Lunacek: "Gemeinsame Syrien-Resolution des Europaparlaments fordert regionale Friedenskonferenz einschließlich Iran"

Grüne verlangen mehr Aufnahmekapazitäten und finanzielle Hilfen für Flüchtlinge in EU-Ländern

Straßburg (OTS) - "Die heute mit sehr deutlicher Mehrheit angenommene Syrien-Resolution beweist den Willen des Europaparlaments in diesem Konflikt mit einer Stimme zu sprechen und so zur Durchsetzung eines Endes dieses schon viel zu lange dauernden Bürgerkriegs beizutragen.
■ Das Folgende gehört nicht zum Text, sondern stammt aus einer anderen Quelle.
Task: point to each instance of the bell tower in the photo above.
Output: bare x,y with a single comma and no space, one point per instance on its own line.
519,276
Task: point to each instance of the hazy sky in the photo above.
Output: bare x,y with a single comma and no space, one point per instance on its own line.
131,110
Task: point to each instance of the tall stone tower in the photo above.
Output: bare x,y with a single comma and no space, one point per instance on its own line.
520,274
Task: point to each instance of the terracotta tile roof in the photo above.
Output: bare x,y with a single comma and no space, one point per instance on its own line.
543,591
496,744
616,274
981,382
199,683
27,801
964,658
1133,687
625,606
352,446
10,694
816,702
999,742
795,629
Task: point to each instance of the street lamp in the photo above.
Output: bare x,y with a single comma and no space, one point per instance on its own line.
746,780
Die Abgeordneten fordern eine politische Lösung des Konflikts im Rahmen einer regionalen Friedenskonferenz (Genf II-Prozess) mit allen Konfliktparteien sowie den internationalen Akteuren einschließlich des Irans. Die Resolution begrüßt die jüngsten diplomatischen Initiativen zu Kontrolle und Vernichtung der Chemiewaffen in Syrien, verlangt aber gleichzeitig eine geeinte und starke Reaktion der Vereinten Nationen nach Vorliegen der UN-Inspektions-Ergebnisse zum Giftgasangriff. Sollte die Entscheidungsfindung dazu im Sicherheitsrat nicht gelingen, dann setzt sich das Europaparlament dafür ein, dass sich die Generalversammlung der Vereinten Nationen in einer Sondersitzung mit dem Konflikt befasst", erklärt Ulrike Lunacek, Vizepräsidentin und außenpolitische Sprecherin der Grünen Fraktion im Europaparlament sowie Schattenberichterstatterin der Grünen zu dieser Syrien-Resolution nach der heutigen Abstimmung im Straßburger Europaparlament.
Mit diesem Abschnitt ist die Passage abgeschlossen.